I have a professional photographer and competition judge friend who tells the lovely story of his attempts to take a sunset shot along a beach one evening on the South Coast only to have the parent of one of the children in a small and quite distant group right next to the water ask him to stop. He explained to said parent that he was about to ask him if he wouldn’t mind removing his child from the beach as it was spoiling his composition! You wont always be able to think that quickly!

Dave Hipperson

The author must point out that he is not legally qualified and cannot be held responsible for situations arising from anything he might have said here. His advice is from his own experience and recent research into the matter.
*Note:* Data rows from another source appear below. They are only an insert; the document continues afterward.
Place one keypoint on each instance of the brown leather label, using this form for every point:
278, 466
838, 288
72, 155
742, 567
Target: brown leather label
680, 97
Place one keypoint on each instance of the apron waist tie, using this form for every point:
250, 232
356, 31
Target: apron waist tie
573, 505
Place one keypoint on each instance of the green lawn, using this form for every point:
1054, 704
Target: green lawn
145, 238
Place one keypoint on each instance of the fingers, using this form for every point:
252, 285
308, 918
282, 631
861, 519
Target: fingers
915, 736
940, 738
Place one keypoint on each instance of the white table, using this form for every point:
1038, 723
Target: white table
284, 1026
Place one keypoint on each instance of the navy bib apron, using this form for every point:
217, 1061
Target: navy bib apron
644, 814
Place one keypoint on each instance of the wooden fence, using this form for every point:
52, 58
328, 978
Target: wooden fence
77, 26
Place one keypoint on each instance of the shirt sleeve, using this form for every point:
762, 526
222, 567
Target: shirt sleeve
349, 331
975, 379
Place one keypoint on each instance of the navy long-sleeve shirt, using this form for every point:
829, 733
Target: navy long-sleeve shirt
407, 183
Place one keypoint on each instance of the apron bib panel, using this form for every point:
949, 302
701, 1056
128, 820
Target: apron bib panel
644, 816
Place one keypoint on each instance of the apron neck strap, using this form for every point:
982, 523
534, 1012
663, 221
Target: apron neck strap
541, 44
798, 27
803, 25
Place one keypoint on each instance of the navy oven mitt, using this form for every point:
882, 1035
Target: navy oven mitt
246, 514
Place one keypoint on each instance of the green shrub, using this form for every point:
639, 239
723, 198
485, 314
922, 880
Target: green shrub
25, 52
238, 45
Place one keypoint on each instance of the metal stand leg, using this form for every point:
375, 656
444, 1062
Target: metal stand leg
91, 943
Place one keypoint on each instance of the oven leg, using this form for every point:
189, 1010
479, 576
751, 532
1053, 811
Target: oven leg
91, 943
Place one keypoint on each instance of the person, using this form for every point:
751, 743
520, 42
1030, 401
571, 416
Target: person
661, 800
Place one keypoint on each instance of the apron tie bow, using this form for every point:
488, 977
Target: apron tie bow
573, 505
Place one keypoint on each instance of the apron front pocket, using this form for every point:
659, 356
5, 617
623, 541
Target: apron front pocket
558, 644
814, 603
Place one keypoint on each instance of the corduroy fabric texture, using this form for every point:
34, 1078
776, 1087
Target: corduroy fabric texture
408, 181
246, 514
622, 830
A MOMENT IN TIME. Taken on 31st JAN 2020 by the Chairman of the Harpenden Camera Club Steve Collins who went to London on that day to report on the UK leaving the EU. He got another story as well. At the time he was disappointed that it conflicted with the one he had gone to report– on reflection he had captured a unique moment in Global history in one snap! It can never be repeated.
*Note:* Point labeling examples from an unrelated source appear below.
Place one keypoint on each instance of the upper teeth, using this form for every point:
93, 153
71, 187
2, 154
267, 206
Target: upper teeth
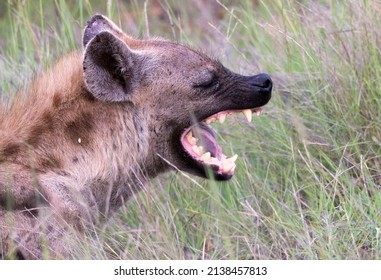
248, 114
221, 117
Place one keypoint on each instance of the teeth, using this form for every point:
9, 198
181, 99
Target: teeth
228, 167
191, 139
210, 120
258, 111
232, 159
248, 114
222, 118
196, 150
206, 157
201, 150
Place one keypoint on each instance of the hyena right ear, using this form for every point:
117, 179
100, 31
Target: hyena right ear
110, 68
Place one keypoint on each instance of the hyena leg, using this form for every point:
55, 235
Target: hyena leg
64, 196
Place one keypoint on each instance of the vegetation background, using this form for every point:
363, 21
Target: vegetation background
308, 179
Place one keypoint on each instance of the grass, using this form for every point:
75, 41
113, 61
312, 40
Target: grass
307, 185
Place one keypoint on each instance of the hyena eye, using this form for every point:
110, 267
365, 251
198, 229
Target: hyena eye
206, 80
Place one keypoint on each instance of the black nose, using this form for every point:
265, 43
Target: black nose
262, 81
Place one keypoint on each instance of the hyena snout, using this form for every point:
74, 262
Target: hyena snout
262, 83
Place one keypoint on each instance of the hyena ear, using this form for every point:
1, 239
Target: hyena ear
97, 24
110, 68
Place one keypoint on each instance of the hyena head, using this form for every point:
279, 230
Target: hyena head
177, 92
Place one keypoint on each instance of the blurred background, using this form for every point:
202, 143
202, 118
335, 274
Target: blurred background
307, 184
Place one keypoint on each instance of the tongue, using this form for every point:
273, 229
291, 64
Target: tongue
208, 140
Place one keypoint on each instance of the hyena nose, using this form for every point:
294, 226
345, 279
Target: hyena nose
263, 82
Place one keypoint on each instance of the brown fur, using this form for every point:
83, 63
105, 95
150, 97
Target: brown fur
94, 128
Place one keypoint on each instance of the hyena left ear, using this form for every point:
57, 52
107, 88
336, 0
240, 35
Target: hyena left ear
110, 68
97, 24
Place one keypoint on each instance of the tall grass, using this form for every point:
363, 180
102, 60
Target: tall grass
307, 185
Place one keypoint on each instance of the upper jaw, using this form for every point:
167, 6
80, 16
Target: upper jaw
200, 144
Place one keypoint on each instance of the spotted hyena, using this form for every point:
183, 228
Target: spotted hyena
94, 128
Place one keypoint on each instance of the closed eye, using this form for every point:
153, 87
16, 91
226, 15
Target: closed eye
206, 81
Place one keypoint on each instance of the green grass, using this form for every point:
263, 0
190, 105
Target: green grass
307, 185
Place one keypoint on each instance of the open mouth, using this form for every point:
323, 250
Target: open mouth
200, 142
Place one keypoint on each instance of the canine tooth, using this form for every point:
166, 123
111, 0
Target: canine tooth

SHOAL OF TESCO’S MACKERAL. Just a comfortable composition. But I got permission from the manager before I took it. (Dave Hipperson.)

BEST PAW FORWARD.’ Lloyd Moore President of Watford Camera club captured this perfect street shot. The paw and possibly more importantly the left foot of the lady owner off the ground accentuate the moment. Notice the low camera angle – dangerous if she had been wearing a skirt now!

MAN AT THE MARKET.’ Truly fine portraiture here. This fellow captured in situ as a customer. Great character in his face. Very difficult to get such clarity in a Street Shot. (Terry Day.)

WESTMINSTER BRIDGE. It was at 4:40 am on Mid Summer Night 2019. Raining in London of course. This is by Will Cheung, excellent photographer and editor of Photography News. Everything is exactly the right place – including the photographer. It’s tough being up at these hours but if you want images like this you have do it.